The backlash has begun. I’ve been reading comments about this weekend’s telethon for Haiti saying we should take care of our poor and hungry before giving $57 million to others.
What’s behind that sort of thinking? I do think there’s something in us that makes us want to take care of our own people, our own village, first. But human behavior doesn’t really work that way now that there are 6.5 billion of us. We didn’t raise $57 million this weekend for homeless and hungry people in the US. We don’t really see chronic poverty. It took an enormous tragedy to move us to open our wallets.

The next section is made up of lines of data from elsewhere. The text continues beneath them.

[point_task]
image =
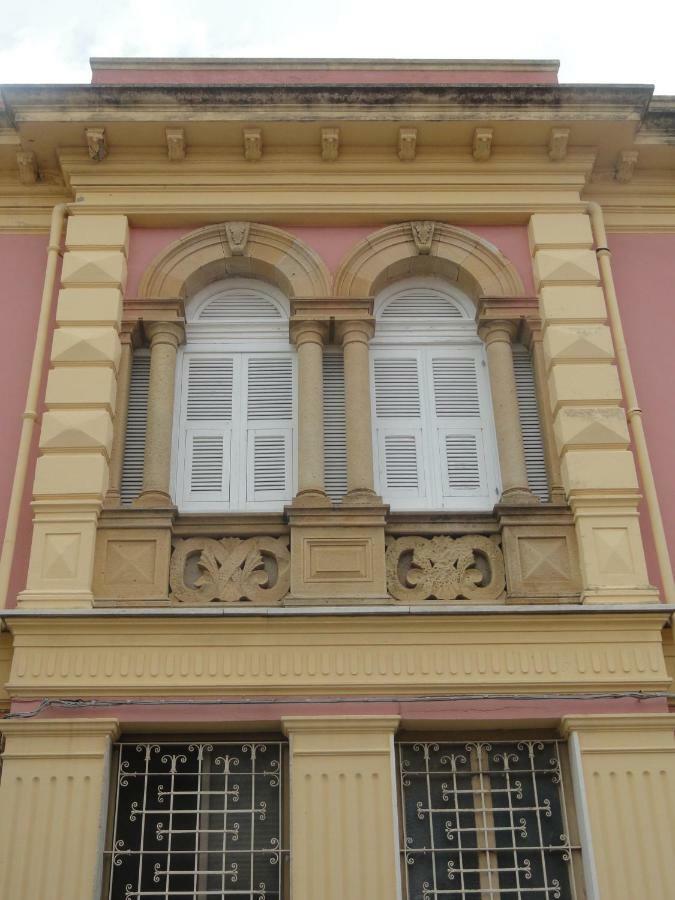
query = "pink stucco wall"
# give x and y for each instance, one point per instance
(332, 244)
(644, 272)
(22, 263)
(290, 76)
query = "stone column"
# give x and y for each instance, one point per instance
(164, 338)
(309, 337)
(52, 794)
(551, 457)
(623, 770)
(129, 341)
(498, 335)
(355, 336)
(343, 807)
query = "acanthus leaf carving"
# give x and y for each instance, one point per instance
(422, 235)
(237, 237)
(205, 570)
(445, 568)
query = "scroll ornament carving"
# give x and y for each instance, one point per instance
(237, 237)
(446, 568)
(204, 570)
(423, 235)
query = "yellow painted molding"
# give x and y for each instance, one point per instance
(392, 253)
(638, 728)
(342, 807)
(270, 253)
(97, 233)
(52, 794)
(326, 655)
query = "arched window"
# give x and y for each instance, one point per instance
(235, 404)
(234, 419)
(434, 436)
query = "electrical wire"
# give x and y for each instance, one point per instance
(72, 704)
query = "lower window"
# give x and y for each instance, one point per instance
(486, 820)
(194, 820)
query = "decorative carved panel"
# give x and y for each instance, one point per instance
(205, 570)
(445, 568)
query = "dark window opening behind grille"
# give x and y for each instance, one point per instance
(197, 819)
(485, 820)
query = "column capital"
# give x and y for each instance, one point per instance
(131, 332)
(360, 330)
(498, 330)
(303, 331)
(172, 333)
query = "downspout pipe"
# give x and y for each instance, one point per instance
(30, 414)
(633, 411)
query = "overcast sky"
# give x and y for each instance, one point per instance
(594, 41)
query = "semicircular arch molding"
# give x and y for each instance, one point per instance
(271, 254)
(459, 256)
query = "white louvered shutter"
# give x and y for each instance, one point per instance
(334, 427)
(206, 430)
(134, 440)
(459, 413)
(530, 423)
(269, 427)
(398, 413)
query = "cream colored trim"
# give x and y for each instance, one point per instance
(334, 655)
(30, 414)
(204, 256)
(633, 411)
(392, 253)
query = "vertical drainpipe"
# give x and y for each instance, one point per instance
(30, 414)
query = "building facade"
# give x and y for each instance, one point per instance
(336, 557)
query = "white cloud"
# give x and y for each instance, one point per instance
(593, 41)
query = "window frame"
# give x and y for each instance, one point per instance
(422, 337)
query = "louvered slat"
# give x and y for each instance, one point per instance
(421, 303)
(533, 443)
(134, 440)
(209, 389)
(455, 387)
(401, 469)
(207, 464)
(239, 304)
(334, 429)
(463, 465)
(397, 388)
(270, 388)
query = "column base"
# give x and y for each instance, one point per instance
(518, 497)
(311, 499)
(153, 500)
(361, 497)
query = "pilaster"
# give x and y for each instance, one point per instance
(624, 767)
(343, 808)
(584, 394)
(71, 475)
(53, 796)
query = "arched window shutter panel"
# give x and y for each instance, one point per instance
(460, 413)
(398, 425)
(334, 428)
(134, 439)
(530, 424)
(435, 443)
(269, 424)
(207, 427)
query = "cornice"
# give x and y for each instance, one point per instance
(176, 103)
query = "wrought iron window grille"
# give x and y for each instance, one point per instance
(485, 820)
(197, 820)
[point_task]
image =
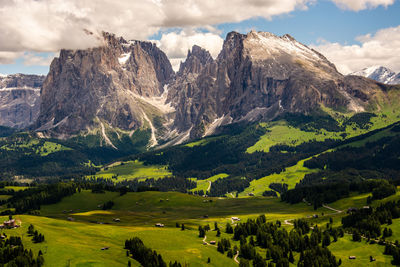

And even if we did raise money for our own domestic needs, a dollar raised for Haiti does not take a dollar away from someone here. We are the richest country (still) in the history of the world (although our massive debt is quickly changing that). We spend more than $5 billion a year on ringtones, $40 billion on pet food. $57 million is not a lot of money, really, by comparison.
So what’s going on? Seems like fear based in a scarcity, zero-sum way of thinking. We can sometimes feel there isn’t room for all of us on the lifeboat. And there’s no doubt in my mind that this kind of feeling is going to become more common as we go through the turbulent transitions ahead of us.
But there’s nothing useful there for us. Scarcity, me-or-you thinking keeps us stuck in fear and shuts down our hearts. We need to practice keeping them open.